Riders can use the Apollo Go app to find a nearby taxi and have it automatically summoned to their location, but they must scan a QR code and a health code on the car to enter.
Once inside, they must press the “Start the Journey” button to begin the ride. That’s all there is to it. There is no internal backup driver, but there is a remote backup driver for emergencies.

“The introduction of unmanned services is a critical step in the commercialization of self-driving cars. Today, we are making fully driverless robotaxi services available to the public in Beijing, which we only accomplished after conducting countless scalable driverless tests in many cities over a long period, “Yunpeng Wang stated.

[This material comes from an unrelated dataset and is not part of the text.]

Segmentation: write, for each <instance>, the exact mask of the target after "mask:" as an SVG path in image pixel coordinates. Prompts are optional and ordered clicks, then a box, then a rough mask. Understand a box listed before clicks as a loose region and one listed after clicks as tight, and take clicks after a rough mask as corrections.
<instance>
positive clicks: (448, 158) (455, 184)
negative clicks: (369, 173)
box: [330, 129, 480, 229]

He is Baidu’s vice president and general manager of autonomous driving technology.

The company will expand the Apollo Go robotaxi service in the run-up to the Winter Olympics. The taxis will transport visitors and athletes to and from the Olympics, held in Beijing for the second time in less than a decade.

“In the future, Baidu Apollo will launch driverless robotaxis in more cities, allowing the public to access a greener, lower-carbon, and more convenient travel services while continuing to improve the unmanned service process and user experience” added.

“The commercialization of autonomous driving can effectively alleviate congestion while also assisting China in reaching peak carbon dioxide emissions and achieving carbon neutrality.”

Baidu isn’t the only company using Level 4 robotaxis at the moment, as a few other developers have launched services in limited areas in recent months. All current robotaxis in operation remains in very geofenced areas and is likely to expand minimally in the coming years and months.

Even though Baidu’s robotaxis and others currently in development are paid services, they are not the same as a good service, which is still thought to be in the distant future among autonomous developers and ride-hailing apps alike. It’s one thing to run a robotaxis in a geofenced area and quite another to make money.

It’s worth noting that both Uber and Lyft have recently outsourced their independent research and development units to third parties, with Lyft doing so just last week to save money—in Lyft’s case, $100 million per year.

This should give you a good idea of when ride-hailing apps expect robotaxis to be operational on a large scale and when they expect them to be profitable. Which neither company has been able to do with human drivers after about a decade.

Baidu’s Level 4 autonomy example is likely to be an excellent preview of the scale we’re likely to see robotaxis achieve in the coming years.